The set of alleles at which to genotype. The callset to be used as truth (default) or validated (if BAM file is set to truth). --alleles binds reference ordered data. This argument supports ROD files of the following types: BCF2, VCF, VCF3
Condition validation on a minimum depth of coverage by the reads. Only validate sites that have at least a given depth
Maximum deletion fraction for calling a genotype. The maximum deletion fraction allowed in a site for calling a genotype. This argument is passed to the Unified Genotyper.
Minimum base quality score for calling a genotype. The minimum base quality score necessary for a base to be considered when calling a genotype. This argument is passed to the Unified Genotyper.
Generate a VCF file with the variants considered by the walker, with a new annotation "callStatus" which will carry the value called in the validation VCF or BAM file.

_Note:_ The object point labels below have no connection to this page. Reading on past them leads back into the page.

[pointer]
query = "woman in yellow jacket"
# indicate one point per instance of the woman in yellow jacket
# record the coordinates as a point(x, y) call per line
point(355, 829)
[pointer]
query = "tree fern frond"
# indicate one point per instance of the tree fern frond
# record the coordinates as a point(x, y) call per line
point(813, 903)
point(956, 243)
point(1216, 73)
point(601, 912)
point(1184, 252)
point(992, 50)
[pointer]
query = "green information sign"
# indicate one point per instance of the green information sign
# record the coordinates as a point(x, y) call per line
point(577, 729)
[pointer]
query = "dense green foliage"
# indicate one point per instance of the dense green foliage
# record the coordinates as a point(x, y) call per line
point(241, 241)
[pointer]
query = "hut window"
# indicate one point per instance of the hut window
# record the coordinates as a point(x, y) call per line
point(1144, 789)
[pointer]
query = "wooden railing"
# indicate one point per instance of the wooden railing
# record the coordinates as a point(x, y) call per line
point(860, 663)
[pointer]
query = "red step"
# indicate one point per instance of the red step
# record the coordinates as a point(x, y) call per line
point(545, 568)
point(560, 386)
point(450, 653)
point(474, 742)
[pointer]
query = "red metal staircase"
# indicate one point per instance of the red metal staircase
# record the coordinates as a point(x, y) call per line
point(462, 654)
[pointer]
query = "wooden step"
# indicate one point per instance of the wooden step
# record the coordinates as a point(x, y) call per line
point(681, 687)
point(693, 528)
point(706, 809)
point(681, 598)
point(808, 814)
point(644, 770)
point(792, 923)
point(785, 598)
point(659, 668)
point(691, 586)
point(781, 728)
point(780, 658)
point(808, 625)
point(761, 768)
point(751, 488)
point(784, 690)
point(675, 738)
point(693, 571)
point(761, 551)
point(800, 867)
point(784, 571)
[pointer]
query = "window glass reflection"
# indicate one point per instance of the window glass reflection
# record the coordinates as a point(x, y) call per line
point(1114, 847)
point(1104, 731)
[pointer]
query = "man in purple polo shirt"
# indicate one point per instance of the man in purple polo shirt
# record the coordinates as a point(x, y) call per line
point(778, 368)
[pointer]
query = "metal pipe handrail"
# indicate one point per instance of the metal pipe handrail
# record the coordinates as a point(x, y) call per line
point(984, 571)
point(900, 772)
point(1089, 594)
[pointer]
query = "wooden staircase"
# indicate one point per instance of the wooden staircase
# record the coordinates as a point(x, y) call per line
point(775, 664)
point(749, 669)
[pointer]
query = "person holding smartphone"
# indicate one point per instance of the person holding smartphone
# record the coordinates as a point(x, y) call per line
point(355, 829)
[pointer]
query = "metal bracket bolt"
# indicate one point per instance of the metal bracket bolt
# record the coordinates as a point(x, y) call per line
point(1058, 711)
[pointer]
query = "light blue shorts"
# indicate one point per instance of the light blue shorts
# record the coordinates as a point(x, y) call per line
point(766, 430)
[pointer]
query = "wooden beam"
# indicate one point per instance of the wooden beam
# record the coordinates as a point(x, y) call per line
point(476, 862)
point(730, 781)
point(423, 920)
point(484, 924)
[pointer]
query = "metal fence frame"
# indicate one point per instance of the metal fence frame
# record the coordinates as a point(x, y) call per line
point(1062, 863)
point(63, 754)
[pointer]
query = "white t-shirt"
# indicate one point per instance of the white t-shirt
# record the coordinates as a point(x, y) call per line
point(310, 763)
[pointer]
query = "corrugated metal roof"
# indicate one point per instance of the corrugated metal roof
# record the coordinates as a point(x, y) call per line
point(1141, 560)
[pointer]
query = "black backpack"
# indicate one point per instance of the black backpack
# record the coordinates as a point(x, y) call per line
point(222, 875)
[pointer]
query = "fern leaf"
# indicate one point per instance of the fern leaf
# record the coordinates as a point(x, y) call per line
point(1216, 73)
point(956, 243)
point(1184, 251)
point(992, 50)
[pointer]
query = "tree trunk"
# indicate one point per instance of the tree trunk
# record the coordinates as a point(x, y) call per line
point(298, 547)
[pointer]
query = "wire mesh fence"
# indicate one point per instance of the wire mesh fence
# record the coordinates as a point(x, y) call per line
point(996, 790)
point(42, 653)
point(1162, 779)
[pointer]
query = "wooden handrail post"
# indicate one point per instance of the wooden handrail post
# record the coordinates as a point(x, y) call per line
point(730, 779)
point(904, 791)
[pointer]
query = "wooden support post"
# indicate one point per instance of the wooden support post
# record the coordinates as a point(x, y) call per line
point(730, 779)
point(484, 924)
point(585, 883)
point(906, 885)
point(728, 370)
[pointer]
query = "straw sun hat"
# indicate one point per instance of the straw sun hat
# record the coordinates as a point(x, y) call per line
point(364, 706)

The optional output file that will have all the variants used in the Genotype and Validation essay.
Use the calls on the reads (bam file) as the truth dataset and validate the calls on the VCF. Makes the Unified Genotyper calls to the BAM file the truth dataset and validates the alleles ROD binding callset.
the minimum phred-scaled Qscore threshold to separate high confidence from low confidence calls. the minimum phred-scaled Qscore threshold to separate high confidence from low confidence calls. This argument is passed to the Unified Genotyper.
the minimum phred-scaled Qscore threshold to emit low confidence calls. the minimum phred-scaled Qscore threshold to emit low confidence calls. This argument is passed to the Unified Genotyper.
GATK version 2.8-1-g2a26ec9 built at 2013/12/06 16:54:02.